Once autonomous vehicles enter the space, the pool of driver-owned, shared vehicles will start to “cannibalize” itself as production shifts to commercial autonomous fleets, Angus Ross, digital transformation and innovation leader at Deloitte Consulting LLP, said during a panel at CBA Live in April.
And due to this shift in production, Deloitte predicts commercial vehicle financing will make up 40% of the overall auto lending market sometime between 2022 and 2040, Ross told Auto Finance News.
“Currently, about 95% of the auto financing market sits in driver-owned [cars],” he told attendees, adding, “5% sits in driver-shared [cars] — for example, Zipcar — and zero in autonomous.” It will be 2022 before autonomous cars are a contestable reality so that 95% of driver-owned cars will reduce to about 35% from 2022 to 2040.
However, the $1 trillion question hanging over lenders’ heads, which no one seems to have a solid answer for yet, is what all of these shifts mean for the auto finance industry? Ross said.
“There is an argument that the price of the cars will go up and the volume will go down,” Ross said. “We haven’t put a stake in the ground as to what the impact is for producing X [number of vehicles] and what the margins will be. It’s more about where the opportunity is. So what does it mean to lenders? It means different things to different players.”
There are other investment opportunities for the lenders — beyond offering new business models like a shared lease or subscription carshare, Mary Chan, managing partner at VectoIQ, told Auto Finance News.

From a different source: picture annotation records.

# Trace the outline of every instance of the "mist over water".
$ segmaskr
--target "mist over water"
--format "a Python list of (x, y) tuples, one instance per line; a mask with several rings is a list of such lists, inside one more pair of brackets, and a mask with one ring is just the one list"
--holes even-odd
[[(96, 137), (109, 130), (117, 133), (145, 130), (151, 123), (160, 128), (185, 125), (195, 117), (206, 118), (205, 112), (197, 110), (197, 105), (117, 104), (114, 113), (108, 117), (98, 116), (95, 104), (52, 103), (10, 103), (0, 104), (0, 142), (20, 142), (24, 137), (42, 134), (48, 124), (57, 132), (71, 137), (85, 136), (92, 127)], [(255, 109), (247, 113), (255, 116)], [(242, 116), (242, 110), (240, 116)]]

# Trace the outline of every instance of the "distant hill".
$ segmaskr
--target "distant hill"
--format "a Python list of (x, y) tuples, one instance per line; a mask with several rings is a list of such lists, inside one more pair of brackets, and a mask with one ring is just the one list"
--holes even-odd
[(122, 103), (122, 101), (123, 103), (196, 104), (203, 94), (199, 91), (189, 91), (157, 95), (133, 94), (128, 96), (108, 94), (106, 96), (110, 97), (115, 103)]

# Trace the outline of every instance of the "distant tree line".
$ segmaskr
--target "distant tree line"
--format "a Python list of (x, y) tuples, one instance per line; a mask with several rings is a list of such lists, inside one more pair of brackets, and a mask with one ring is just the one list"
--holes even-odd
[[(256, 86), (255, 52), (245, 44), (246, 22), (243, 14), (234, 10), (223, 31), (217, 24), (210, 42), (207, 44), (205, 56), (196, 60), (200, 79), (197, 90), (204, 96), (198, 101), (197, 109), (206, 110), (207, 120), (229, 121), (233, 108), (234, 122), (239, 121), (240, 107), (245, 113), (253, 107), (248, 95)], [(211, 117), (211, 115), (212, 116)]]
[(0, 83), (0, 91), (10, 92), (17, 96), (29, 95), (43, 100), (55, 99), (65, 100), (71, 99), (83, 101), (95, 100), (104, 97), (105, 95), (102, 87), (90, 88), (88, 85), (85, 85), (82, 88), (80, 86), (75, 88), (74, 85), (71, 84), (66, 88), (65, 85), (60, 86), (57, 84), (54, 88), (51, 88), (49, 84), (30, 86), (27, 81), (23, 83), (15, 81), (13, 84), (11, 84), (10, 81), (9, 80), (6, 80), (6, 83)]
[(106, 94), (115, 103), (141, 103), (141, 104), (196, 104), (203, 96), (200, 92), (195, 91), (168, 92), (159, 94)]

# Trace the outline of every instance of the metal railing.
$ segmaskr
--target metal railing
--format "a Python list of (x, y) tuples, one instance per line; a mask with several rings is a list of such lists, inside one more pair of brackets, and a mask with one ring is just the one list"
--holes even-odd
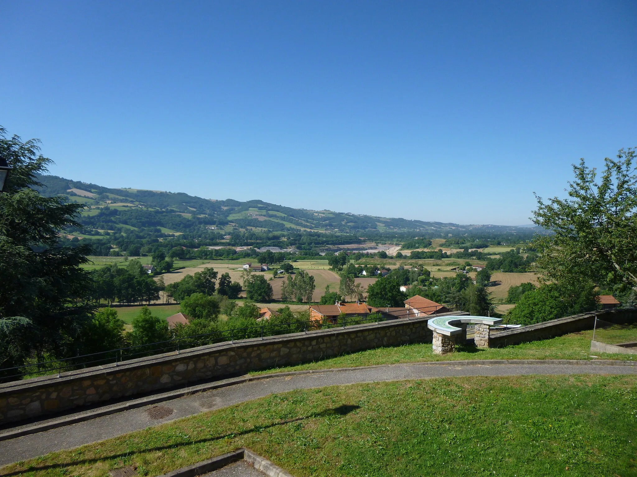
[[(294, 333), (330, 328), (345, 328), (355, 324), (376, 324), (400, 319), (413, 319), (435, 315), (448, 312), (452, 305), (446, 305), (432, 309), (414, 308), (380, 308), (368, 315), (329, 317), (309, 321), (295, 321), (282, 323), (270, 322), (265, 319), (261, 324), (245, 328), (230, 328), (201, 335), (177, 336), (171, 340), (129, 346), (116, 349), (102, 351), (90, 354), (83, 354), (72, 357), (62, 358), (39, 363), (23, 364), (13, 368), (0, 369), (0, 382), (17, 380), (25, 377), (36, 377), (57, 373), (60, 377), (65, 371), (73, 371), (90, 366), (115, 364), (118, 366), (124, 361), (167, 352), (176, 352), (199, 346), (217, 343), (234, 343), (238, 340), (278, 336)], [(447, 308), (447, 309), (445, 309)]]

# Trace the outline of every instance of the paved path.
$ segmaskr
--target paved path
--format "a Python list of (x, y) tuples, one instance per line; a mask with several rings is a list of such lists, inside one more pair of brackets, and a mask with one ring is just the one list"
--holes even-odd
[[(466, 362), (465, 362), (466, 363)], [(0, 441), (0, 466), (101, 441), (198, 413), (220, 409), (272, 393), (375, 381), (459, 376), (637, 374), (637, 365), (559, 361), (510, 364), (453, 362), (388, 364), (320, 371), (280, 373), (213, 389), (159, 404), (131, 409), (49, 431)], [(606, 362), (608, 363), (608, 362)]]

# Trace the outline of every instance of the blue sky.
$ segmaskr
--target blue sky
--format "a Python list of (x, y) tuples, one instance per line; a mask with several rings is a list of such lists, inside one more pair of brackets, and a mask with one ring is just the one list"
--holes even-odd
[(522, 225), (637, 146), (631, 1), (4, 1), (0, 125), (110, 187)]

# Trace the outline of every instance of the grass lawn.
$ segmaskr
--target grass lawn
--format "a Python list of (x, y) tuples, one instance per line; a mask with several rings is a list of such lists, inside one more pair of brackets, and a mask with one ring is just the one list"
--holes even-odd
[(117, 263), (118, 266), (125, 267), (128, 263), (129, 260), (139, 260), (142, 265), (150, 265), (150, 262), (152, 261), (152, 257), (99, 257), (90, 256), (87, 257), (91, 261), (86, 265), (82, 265), (82, 268), (85, 270), (94, 270), (96, 268), (101, 268), (104, 265), (110, 265), (113, 263)]
[[(150, 313), (152, 314), (153, 316), (156, 316), (158, 318), (166, 319), (169, 316), (174, 315), (175, 313), (179, 312), (178, 305), (160, 305), (158, 307), (148, 307), (150, 310)], [(134, 306), (134, 307), (118, 307), (115, 309), (117, 310), (118, 317), (123, 321), (127, 324), (131, 324), (132, 322), (132, 319), (134, 318), (140, 314), (140, 310), (141, 310), (142, 307)]]
[(194, 266), (199, 266), (199, 265), (203, 265), (204, 263), (208, 263), (210, 260), (199, 260), (197, 259), (192, 259), (187, 260), (180, 260), (179, 259), (176, 259), (173, 262), (173, 268), (180, 268), (184, 267), (186, 268), (191, 268)]
[[(633, 333), (637, 327), (633, 327)], [(626, 333), (620, 330), (620, 333)], [(601, 339), (599, 333), (596, 338)], [(592, 330), (564, 335), (550, 340), (522, 343), (504, 348), (478, 350), (473, 347), (456, 348), (456, 352), (450, 354), (434, 354), (432, 345), (422, 343), (405, 345), (388, 348), (359, 351), (344, 354), (336, 357), (314, 361), (304, 364), (278, 368), (276, 370), (252, 371), (251, 374), (263, 374), (273, 371), (300, 371), (303, 370), (324, 370), (330, 368), (350, 368), (353, 366), (392, 364), (399, 363), (419, 363), (424, 361), (449, 361), (464, 359), (591, 359), (590, 339)], [(596, 352), (594, 356), (603, 359), (637, 361), (637, 355), (610, 354)]]
[(303, 476), (635, 475), (637, 377), (463, 377), (299, 390), (8, 466), (155, 476), (248, 447)]

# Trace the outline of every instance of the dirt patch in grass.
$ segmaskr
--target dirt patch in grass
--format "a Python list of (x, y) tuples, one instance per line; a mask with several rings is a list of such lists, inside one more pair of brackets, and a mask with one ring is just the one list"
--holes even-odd
[(532, 273), (505, 273), (496, 272), (491, 275), (491, 281), (497, 282), (496, 286), (489, 287), (489, 294), (496, 301), (506, 300), (509, 289), (512, 286), (517, 286), (526, 282), (533, 283), (536, 286), (538, 284), (538, 275)]

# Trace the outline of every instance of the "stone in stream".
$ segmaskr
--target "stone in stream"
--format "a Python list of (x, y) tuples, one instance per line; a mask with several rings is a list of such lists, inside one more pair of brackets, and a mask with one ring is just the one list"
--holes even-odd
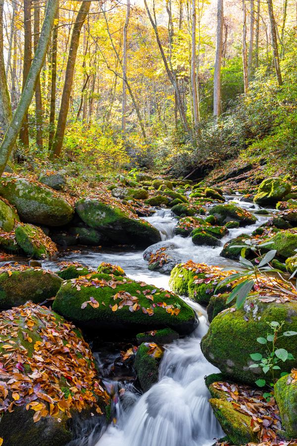
[(148, 246), (161, 239), (157, 229), (119, 203), (104, 202), (99, 197), (81, 198), (75, 208), (85, 223), (114, 242)]
[(267, 178), (259, 186), (254, 201), (260, 206), (275, 205), (290, 193), (291, 188), (291, 184), (281, 178)]
[(17, 243), (28, 256), (43, 259), (57, 253), (55, 244), (38, 226), (21, 223), (16, 227), (15, 233)]
[(92, 414), (91, 430), (105, 422), (109, 397), (74, 326), (32, 303), (2, 312), (0, 321), (4, 445), (64, 446)]
[(94, 273), (67, 280), (52, 308), (93, 334), (139, 333), (169, 327), (191, 333), (195, 314), (178, 296), (143, 282)]
[(14, 228), (17, 222), (20, 222), (20, 218), (16, 209), (8, 202), (0, 200), (0, 228), (9, 232)]
[(0, 267), (0, 310), (28, 300), (41, 303), (56, 294), (62, 279), (40, 268), (7, 264)]
[(216, 205), (209, 210), (209, 213), (213, 215), (219, 224), (224, 224), (227, 222), (238, 222), (240, 226), (253, 224), (257, 219), (246, 209), (243, 209), (232, 203)]
[[(223, 271), (216, 267), (204, 263), (187, 263), (177, 265), (171, 271), (169, 284), (174, 292), (187, 296), (201, 305), (207, 305), (218, 283), (234, 271)], [(220, 287), (218, 292), (227, 289)]]
[(61, 226), (73, 216), (66, 200), (38, 181), (6, 174), (0, 181), (0, 195), (15, 207), (23, 222)]
[(138, 348), (134, 368), (141, 387), (147, 391), (158, 381), (159, 365), (164, 350), (154, 342), (143, 342)]
[[(201, 348), (206, 359), (236, 382), (252, 384), (265, 378), (261, 368), (249, 366), (255, 362), (250, 357), (251, 353), (266, 357), (266, 345), (257, 342), (256, 339), (269, 333), (267, 323), (284, 322), (282, 333), (297, 331), (297, 301), (278, 303), (269, 301), (250, 296), (241, 309), (227, 308), (213, 319), (202, 338)], [(277, 347), (285, 348), (297, 358), (295, 336), (279, 336)], [(274, 371), (277, 378), (282, 372), (296, 368), (297, 360), (280, 361), (278, 365), (280, 369)]]
[(148, 269), (163, 274), (170, 272), (181, 259), (176, 250), (177, 245), (170, 241), (159, 242), (147, 248), (143, 253), (145, 260), (148, 262)]

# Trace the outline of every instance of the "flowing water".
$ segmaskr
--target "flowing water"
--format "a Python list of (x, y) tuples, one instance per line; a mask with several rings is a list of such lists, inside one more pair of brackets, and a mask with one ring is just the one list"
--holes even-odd
[[(258, 207), (241, 201), (240, 196), (226, 197), (241, 207), (253, 212)], [(255, 224), (245, 228), (230, 230), (222, 239), (226, 241), (241, 233), (250, 234), (268, 217), (257, 216)], [(222, 246), (211, 247), (194, 245), (191, 237), (175, 236), (176, 219), (170, 210), (159, 210), (146, 219), (160, 231), (163, 240), (170, 240), (176, 245), (175, 251), (181, 261), (190, 259), (198, 263), (238, 268), (238, 263), (220, 257)], [(64, 260), (76, 261), (96, 267), (102, 261), (118, 264), (132, 279), (155, 286), (168, 288), (169, 277), (157, 272), (150, 272), (138, 250), (104, 250), (86, 249), (80, 252), (66, 253)], [(52, 262), (45, 266), (54, 269)], [(159, 369), (159, 379), (148, 391), (140, 395), (133, 385), (106, 381), (112, 389), (113, 410), (116, 418), (96, 442), (96, 436), (73, 443), (76, 446), (208, 446), (214, 439), (223, 436), (208, 402), (208, 391), (204, 377), (217, 370), (209, 364), (200, 349), (200, 341), (207, 331), (205, 311), (198, 304), (188, 301), (197, 312), (199, 324), (190, 336), (167, 346)], [(100, 367), (100, 354), (97, 354)], [(118, 397), (117, 390), (125, 388), (123, 396)], [(97, 438), (98, 434), (97, 433)]]

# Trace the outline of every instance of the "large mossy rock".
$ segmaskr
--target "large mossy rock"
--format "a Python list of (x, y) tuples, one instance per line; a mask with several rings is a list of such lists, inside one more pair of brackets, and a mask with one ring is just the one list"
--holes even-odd
[(82, 198), (75, 208), (85, 223), (115, 242), (148, 246), (161, 240), (157, 229), (136, 218), (128, 208), (117, 204), (104, 203), (99, 198)]
[(274, 386), (282, 423), (288, 437), (297, 437), (297, 383), (296, 374), (280, 378)]
[(232, 204), (217, 205), (210, 209), (209, 214), (214, 216), (220, 224), (235, 221), (238, 222), (240, 226), (247, 226), (257, 221), (256, 217), (250, 212)]
[(297, 229), (281, 231), (268, 241), (273, 243), (267, 246), (267, 249), (276, 249), (277, 254), (282, 257), (292, 257), (297, 249)]
[(46, 259), (57, 253), (52, 240), (37, 226), (21, 223), (15, 228), (15, 233), (19, 246), (27, 255), (34, 259)]
[(0, 200), (0, 228), (6, 232), (9, 232), (14, 228), (16, 222), (20, 218), (14, 208), (8, 202)]
[[(169, 284), (172, 290), (201, 305), (207, 305), (218, 283), (232, 272), (203, 263), (189, 261), (177, 265), (171, 271)], [(221, 287), (221, 292), (226, 290)]]
[(290, 193), (291, 188), (290, 183), (281, 178), (267, 178), (259, 186), (254, 202), (261, 206), (275, 205)]
[(126, 278), (95, 274), (64, 282), (53, 309), (93, 333), (139, 333), (169, 327), (179, 333), (197, 325), (192, 309), (178, 296)]
[(102, 423), (109, 397), (78, 330), (32, 303), (2, 312), (0, 320), (3, 445), (64, 446), (91, 412)]
[(6, 176), (0, 181), (0, 195), (13, 205), (23, 222), (62, 226), (73, 216), (73, 208), (68, 202), (37, 181)]
[[(269, 332), (267, 323), (274, 321), (280, 323), (284, 321), (284, 332), (297, 331), (297, 301), (264, 302), (249, 297), (243, 308), (234, 310), (234, 307), (228, 308), (213, 319), (201, 340), (201, 348), (205, 358), (225, 375), (236, 381), (251, 384), (265, 377), (260, 367), (249, 368), (254, 363), (251, 353), (266, 356), (265, 346), (257, 342), (257, 338), (266, 336)], [(280, 337), (277, 346), (286, 349), (297, 358), (294, 336)], [(281, 362), (278, 365), (280, 369), (274, 371), (276, 377), (296, 367), (297, 360)]]
[(0, 268), (0, 309), (21, 305), (28, 300), (41, 303), (54, 297), (62, 279), (53, 273), (25, 265)]
[(157, 382), (163, 353), (163, 349), (154, 342), (143, 342), (140, 345), (135, 356), (134, 368), (144, 392)]

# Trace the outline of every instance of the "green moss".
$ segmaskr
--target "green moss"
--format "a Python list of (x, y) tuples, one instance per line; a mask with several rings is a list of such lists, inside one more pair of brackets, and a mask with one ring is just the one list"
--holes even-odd
[(9, 232), (14, 228), (16, 222), (19, 222), (20, 218), (16, 210), (2, 200), (0, 200), (0, 228)]
[(154, 197), (146, 200), (145, 203), (150, 206), (159, 206), (162, 204), (167, 206), (168, 204), (169, 200), (166, 197), (164, 197), (163, 195), (155, 195)]
[(23, 305), (28, 300), (40, 303), (57, 293), (62, 279), (53, 273), (28, 269), (0, 274), (0, 309)]
[[(253, 362), (249, 355), (255, 352), (266, 355), (265, 346), (257, 343), (256, 339), (266, 336), (269, 333), (267, 322), (273, 321), (285, 321), (284, 332), (297, 331), (297, 302), (278, 304), (248, 297), (243, 308), (235, 311), (233, 307), (228, 308), (213, 319), (201, 342), (202, 352), (224, 374), (237, 381), (253, 384), (265, 375), (260, 368), (249, 368)], [(297, 344), (294, 338), (279, 337), (277, 346), (286, 348), (297, 358)], [(280, 370), (275, 371), (276, 377), (297, 365), (296, 360), (280, 363)]]
[[(106, 281), (112, 279), (111, 276), (106, 274), (96, 274), (90, 279), (86, 279), (91, 282), (94, 279), (98, 278)], [(114, 327), (117, 330), (131, 330), (139, 331), (140, 327), (148, 327), (155, 328), (169, 327), (180, 333), (190, 333), (194, 329), (196, 322), (193, 310), (178, 296), (168, 295), (166, 291), (157, 290), (153, 292), (153, 302), (148, 299), (143, 291), (148, 289), (151, 293), (155, 289), (150, 285), (141, 286), (140, 283), (124, 278), (117, 279), (119, 283), (115, 288), (110, 286), (100, 286), (96, 288), (94, 285), (84, 286), (81, 285), (80, 290), (73, 286), (70, 280), (64, 282), (58, 292), (52, 308), (55, 311), (62, 314), (65, 318), (75, 321), (78, 324), (88, 327), (103, 330), (108, 327)], [(140, 294), (137, 292), (140, 291)], [(126, 291), (132, 296), (137, 296), (139, 299), (141, 309), (131, 312), (128, 306), (124, 306), (121, 309), (112, 311), (109, 305), (113, 306), (115, 303), (119, 303), (120, 299), (113, 299), (117, 293)], [(149, 292), (148, 292), (149, 295)], [(169, 297), (168, 297), (169, 296)], [(84, 302), (89, 301), (91, 297), (99, 303), (99, 306), (94, 308), (88, 304), (85, 308), (82, 309)], [(157, 303), (166, 302), (168, 305), (173, 305), (176, 308), (180, 306), (180, 312), (177, 315), (173, 315), (166, 312), (165, 308), (158, 306)], [(142, 309), (150, 308), (153, 303), (153, 315), (149, 316), (145, 314)]]
[(158, 381), (160, 360), (148, 354), (149, 347), (145, 343), (140, 346), (135, 356), (134, 367), (141, 388), (147, 391)]
[(242, 446), (247, 443), (258, 443), (257, 434), (250, 426), (250, 416), (235, 410), (228, 401), (213, 398), (209, 402), (222, 429), (232, 445)]
[(245, 209), (229, 204), (217, 205), (209, 210), (209, 214), (213, 215), (220, 224), (225, 224), (227, 222), (238, 222), (240, 226), (252, 224), (257, 221), (254, 216)]
[(287, 384), (292, 375), (280, 378), (274, 386), (274, 395), (280, 410), (283, 426), (288, 436), (297, 437), (297, 384)]
[(24, 178), (2, 177), (0, 195), (15, 207), (23, 222), (61, 226), (68, 223), (73, 216), (72, 207), (56, 192)]

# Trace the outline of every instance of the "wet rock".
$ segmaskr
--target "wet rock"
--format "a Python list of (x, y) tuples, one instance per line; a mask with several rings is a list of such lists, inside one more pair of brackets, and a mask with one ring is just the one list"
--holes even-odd
[(0, 268), (0, 309), (21, 305), (28, 300), (40, 303), (56, 294), (62, 279), (53, 273), (25, 265)]
[(144, 220), (137, 219), (128, 208), (117, 207), (99, 198), (82, 198), (76, 210), (90, 227), (121, 244), (148, 246), (159, 241), (159, 231)]
[(126, 334), (166, 327), (185, 334), (197, 325), (193, 310), (176, 295), (99, 273), (64, 282), (52, 308), (93, 334), (106, 329)]
[(2, 177), (0, 195), (15, 207), (23, 222), (61, 226), (69, 223), (73, 216), (71, 205), (37, 181), (13, 175)]

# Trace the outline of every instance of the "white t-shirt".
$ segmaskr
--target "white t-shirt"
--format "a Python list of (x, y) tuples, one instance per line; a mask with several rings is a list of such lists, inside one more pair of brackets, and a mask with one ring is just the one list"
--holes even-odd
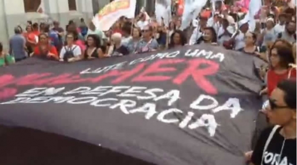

“Infrastructure investment, for example, wireless charging,” could be one opportunity, she said. A charging network is expensive to put in place, she explained, which could provide captives or financial institutions with another finance opportunity.
“But the day you put that infrastructure on the ground, what’s the business model, and can the financial institution come in and help with putting out an infrastructure like this?” Chan asked. “How do you monetize that with the energy company over time?”